Остановился у хаты Варвары. Хозяйка ушла вовнутрь. Но калитка была распахнута. Окна светились. Из приоткрытой двери падал на крыльцо косой, призывный луч света. Варя напевала что-то. От хаты шла волна уюта и любви.
Иван потоптался на месте и пошел к кузне.
9
Там и вечером шла работа. От горна шел свет. Олена, увидев гостя, улыбнулась, но, бросив взгляд на мужа, взялась за клещи. Кузнец ковал большие зубья для бороны-корчевателя. Жена схватила первый зуб, намереваясь окунуть в воду, но Крот строго остановил ее:
– Эти отпускать на воздухе. А то ломаться будут.
Олена положила деталь на противень. Иван снял с плеча мешок, поставил пулемет. Протянул кузнецу гайку.
– Ну, гайка! – Крот покрутил гайку в битых пальцах единственной руки.
– От ка́моры. Видно, у кого-то другой не было. А при стрельбе вибрация. Слетит!
– Дырку безрезьбовую, под шплинт?
Иван кивнул.
– Нарисуй, где сверлить: посередке, по краю? Диаметру поставь. Приходи завтра.
– Надо сейчас.
– Стрельба, значит, будет? – Крот вздохнул. – Бумага есть?
Иван порылся в планшетке. Чистых листков не было. Олена смотрела на лейтенанта не отрываясь.
– Оленка, теперь у них у всех красивые погоны, – сказал Крот. – Хватит дивиться. Давай ладошку! Левую!
Олена вытерла руку тряпкой, протянула ладонь. Иван послюнил карандаш. Нарисовал на ладони кружок, перечеркнул его линией диаметра, поставил цифру «4», стрелочками стал обозначать расстояния от края грани: «2,5» и «2,5».
Олена вдыхала запах его волос.
– Щекотно, – хихикнула она, как девчонка.
Крот ловко, одной рукой, ладил ручной сверлильный станок. Иван закончил писать. Губы стали синими.
Олена взглянула на него и засмеялась громко. Крот поднял голову.
– Сто лет не смеялась, – сказал он.
– Так смешно ж, Прокоп Олексеич!
Иван ненароком заглянул в глаза Оленки над прокопченным платком, скрывающим пол-лица. Не глаза, очи! Копия глаз Вари, только эти – наивные, отмеченные тяжелым трудом, смутной надеждой.
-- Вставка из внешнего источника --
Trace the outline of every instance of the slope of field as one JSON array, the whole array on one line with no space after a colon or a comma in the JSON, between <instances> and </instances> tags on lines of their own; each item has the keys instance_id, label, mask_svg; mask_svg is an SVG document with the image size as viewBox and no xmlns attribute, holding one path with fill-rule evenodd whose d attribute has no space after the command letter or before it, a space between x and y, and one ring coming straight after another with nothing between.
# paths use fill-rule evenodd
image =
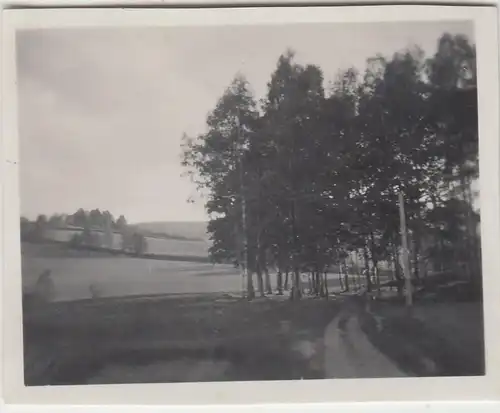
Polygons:
<instances>
[{"instance_id":1,"label":"slope of field","mask_svg":"<svg viewBox=\"0 0 500 413\"><path fill-rule=\"evenodd\" d=\"M80 230L59 230L51 229L47 231L47 238L53 241L69 242ZM193 257L208 257L210 243L205 239L168 239L146 237L147 253L156 255L178 255ZM113 234L113 248L120 249L122 236Z\"/></svg>"},{"instance_id":2,"label":"slope of field","mask_svg":"<svg viewBox=\"0 0 500 413\"><path fill-rule=\"evenodd\" d=\"M146 238L149 254L208 257L210 244L205 241Z\"/></svg>"},{"instance_id":3,"label":"slope of field","mask_svg":"<svg viewBox=\"0 0 500 413\"><path fill-rule=\"evenodd\" d=\"M208 240L206 222L142 222L134 224L138 228L156 233L164 233L196 240Z\"/></svg>"},{"instance_id":4,"label":"slope of field","mask_svg":"<svg viewBox=\"0 0 500 413\"><path fill-rule=\"evenodd\" d=\"M52 272L55 300L149 294L240 292L237 269L228 265L163 261L103 254L69 256L57 245L23 245L23 290Z\"/></svg>"}]
</instances>

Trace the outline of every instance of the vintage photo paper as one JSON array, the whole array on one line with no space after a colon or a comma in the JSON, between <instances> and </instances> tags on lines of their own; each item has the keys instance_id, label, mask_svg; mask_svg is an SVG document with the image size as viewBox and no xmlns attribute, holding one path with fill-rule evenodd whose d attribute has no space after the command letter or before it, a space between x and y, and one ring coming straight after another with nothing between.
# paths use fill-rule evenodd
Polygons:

Они светились радостью, готовностью к любви и жаждой раствориться в ней.
Олена держала ладошку, словно на ней лежала драгоценность. И смотрела на Ивана.
– Олена! – крикнул кузнец. – Придержи… – Крот, помогая культей, закрепил сверло, подвел к гайке. – Крути правой… Не части́. А левую показуй, шоб я видел.
– Штебленок тогда сразу ушел, так? – сказал Иван. – А Климарь остался?
– Не! Он тоже сразу… – попробовала вставить слово Олена, но от взгляда кузнеца осеклась.
– Тоже счез, – закончил за жену Крот.
– А как вы его нашли, он же бродячий?
– Семеренков нашел!
Олена Сергеевна получила, наконец, возможность вставить слово.
– Семеренков ровно дите. Купил кнура на ярманке и пустил под нож.
И рассмеялась. Смех у нее был чистый, звонкий, и она явно знала это. Крот хмуро взглянул на супругу: та замолчала. Он пояснил по-хозяйски, четко:
– От свиньи доход, когда ростишь дома на копейку, а продаешь на рубль.
– Чего сейчас забивать? Лето! – сказал Иван.
– Не по времени торгуют, а по спросу, – Крот извлек сверло. – Готово! Метчиком пройду, резьбу подправлю.